Since we don't reserve space equal to the refquota
on the zone's dataset,
it is possible to run out of space in the pool or within the zone's dataset
prior to reaching that refquota
.
[root@buglets ~]# zfs destroy -r zones/b
[root@buglets ~]# zfs create -o refquota=10m -o quota=220m zones/b
[root@buglets ~]# zfs create -V 100m zones/b/boot
[root@buglets ~]# zfs create -V 100m zones/b/data
[root@buglets ~]# zfs list -r -t all -o name,volsize,used,refer,quota,refquota,reserv,refreserv,used,usedds,usedsnap,usedrefreserv,available zones/b
NAME VOLSIZE USED REFER QUOTA REFQUOTA RESERV REFRESERV USED USEDDS USEDSNAP USEDREFRESERV AVAIL
zones/b - 211M 23K 220M 10M none none 211M 23K 0 0 9.48M
zones/b/boot 100M 105M 12K - - none 105M 105M 12K 0 105M 115M
zones/b/data 100M 105M 12K - - none 105M 105M 12K 0 105M 115M
[root@buglets ~]# openssl rand $(( 1024 * 1024 * 9 )) > /dev/zvol/rdsk/zones/b/data
[root@buglets ~]# zfs snapshot -r zones/b@snap1
[root@buglets ~]# zfs list -r -t all -o name,volsize,used,refer,quota,refquota,reserv,refreserv,used,usedds,usedsnap,usedrefreserv,available zones/b
NAME VOLSIZE USED REFER QUOTA REFQUOTA RESERV REFRESERV USED USEDDS USEDSNAP USEDREFRESERV AVAIL
zones/b - 220M 23K 220M 10M none none 220M 23K 0 0 372K
zones/b@snap1 - 0 23K - - - - 0 - - - -
zones/b/boot 100M 105M 12K - - none 105M 105M 12K 0 105M 106M
zones/b/boot@snap1 - 0 12K - - - - 0 - - - -
zones/b/data 100M 114M 9.10M - - none 105M 114M 9.10M 0 105M 106M
zones/b/data@snap1 - 0 9.10M - - - - 0 - - - -
[root@buglets ~]# openssl rand $(( 1024 * 1024 )) > /zones/b/file1
4274973380:error:02012031:system library:fflush:Disc quota exceeded:bss_file.c:434:fflush()

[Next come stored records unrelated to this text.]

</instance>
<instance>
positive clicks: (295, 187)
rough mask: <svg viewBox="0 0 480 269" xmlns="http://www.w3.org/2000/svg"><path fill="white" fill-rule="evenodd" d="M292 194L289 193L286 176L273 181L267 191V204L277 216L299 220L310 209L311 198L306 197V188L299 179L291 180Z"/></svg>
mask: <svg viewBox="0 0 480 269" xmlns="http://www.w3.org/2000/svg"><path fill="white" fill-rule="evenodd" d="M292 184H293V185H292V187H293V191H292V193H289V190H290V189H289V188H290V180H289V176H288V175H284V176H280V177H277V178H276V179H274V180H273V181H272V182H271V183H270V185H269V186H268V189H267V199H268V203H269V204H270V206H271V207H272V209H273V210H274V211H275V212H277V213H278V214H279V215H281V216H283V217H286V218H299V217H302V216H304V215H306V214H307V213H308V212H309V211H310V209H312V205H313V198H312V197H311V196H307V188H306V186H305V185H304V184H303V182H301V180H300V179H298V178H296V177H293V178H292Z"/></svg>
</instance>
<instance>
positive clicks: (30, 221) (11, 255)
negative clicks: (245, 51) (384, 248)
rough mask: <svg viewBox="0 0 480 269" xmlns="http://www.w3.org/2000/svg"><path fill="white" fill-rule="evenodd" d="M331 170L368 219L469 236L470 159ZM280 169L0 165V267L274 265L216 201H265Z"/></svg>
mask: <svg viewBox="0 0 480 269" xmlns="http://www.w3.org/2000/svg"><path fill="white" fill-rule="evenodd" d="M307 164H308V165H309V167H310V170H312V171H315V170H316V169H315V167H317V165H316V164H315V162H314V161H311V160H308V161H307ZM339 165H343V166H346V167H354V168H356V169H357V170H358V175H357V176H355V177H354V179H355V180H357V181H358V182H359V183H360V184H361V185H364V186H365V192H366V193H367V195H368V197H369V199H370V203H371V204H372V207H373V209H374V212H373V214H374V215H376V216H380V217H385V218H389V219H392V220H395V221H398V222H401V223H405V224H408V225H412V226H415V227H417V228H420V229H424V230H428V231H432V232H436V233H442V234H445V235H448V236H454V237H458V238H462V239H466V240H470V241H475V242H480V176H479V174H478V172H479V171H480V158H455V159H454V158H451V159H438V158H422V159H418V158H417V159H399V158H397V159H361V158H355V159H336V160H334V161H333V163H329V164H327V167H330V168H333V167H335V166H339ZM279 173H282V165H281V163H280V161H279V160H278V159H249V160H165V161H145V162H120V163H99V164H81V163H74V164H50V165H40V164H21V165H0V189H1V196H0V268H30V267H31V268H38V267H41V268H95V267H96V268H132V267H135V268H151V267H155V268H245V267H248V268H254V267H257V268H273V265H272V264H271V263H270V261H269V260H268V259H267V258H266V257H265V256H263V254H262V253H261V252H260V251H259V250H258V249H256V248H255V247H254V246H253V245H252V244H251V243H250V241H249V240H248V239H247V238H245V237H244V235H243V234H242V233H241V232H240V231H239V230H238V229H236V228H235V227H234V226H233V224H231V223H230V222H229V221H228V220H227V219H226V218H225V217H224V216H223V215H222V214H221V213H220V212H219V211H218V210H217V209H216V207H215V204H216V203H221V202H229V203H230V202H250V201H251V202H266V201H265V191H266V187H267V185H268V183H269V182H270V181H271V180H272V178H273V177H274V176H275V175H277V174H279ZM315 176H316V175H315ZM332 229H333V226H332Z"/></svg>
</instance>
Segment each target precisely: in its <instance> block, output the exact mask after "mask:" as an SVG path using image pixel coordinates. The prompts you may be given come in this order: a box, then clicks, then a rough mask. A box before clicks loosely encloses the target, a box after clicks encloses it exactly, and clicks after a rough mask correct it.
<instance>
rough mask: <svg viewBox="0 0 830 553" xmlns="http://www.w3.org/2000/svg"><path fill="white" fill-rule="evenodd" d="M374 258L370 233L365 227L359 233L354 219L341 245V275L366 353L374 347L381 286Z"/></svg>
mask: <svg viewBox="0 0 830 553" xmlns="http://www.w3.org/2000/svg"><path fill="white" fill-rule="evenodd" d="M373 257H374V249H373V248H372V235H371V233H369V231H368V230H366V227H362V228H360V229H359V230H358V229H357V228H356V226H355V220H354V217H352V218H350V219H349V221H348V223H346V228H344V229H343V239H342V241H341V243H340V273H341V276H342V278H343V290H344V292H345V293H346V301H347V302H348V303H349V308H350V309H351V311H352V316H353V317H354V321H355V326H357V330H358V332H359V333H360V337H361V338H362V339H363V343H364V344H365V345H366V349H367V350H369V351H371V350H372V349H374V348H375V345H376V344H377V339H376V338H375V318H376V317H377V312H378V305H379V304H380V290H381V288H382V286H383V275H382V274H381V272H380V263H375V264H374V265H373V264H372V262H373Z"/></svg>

4274973380:error:20074002:BIO routines:FILE_CTRL:system lib:bss_file.c:436:
[root@buglets ~]# ls -ld /zones/b/file1
-rw-r--r-- 1 root root 393216 Jul 16 22:32 /zones/b/file1
This becomes more of an issue when snapshots are used, as snapshots will try to make use of this unreserved space.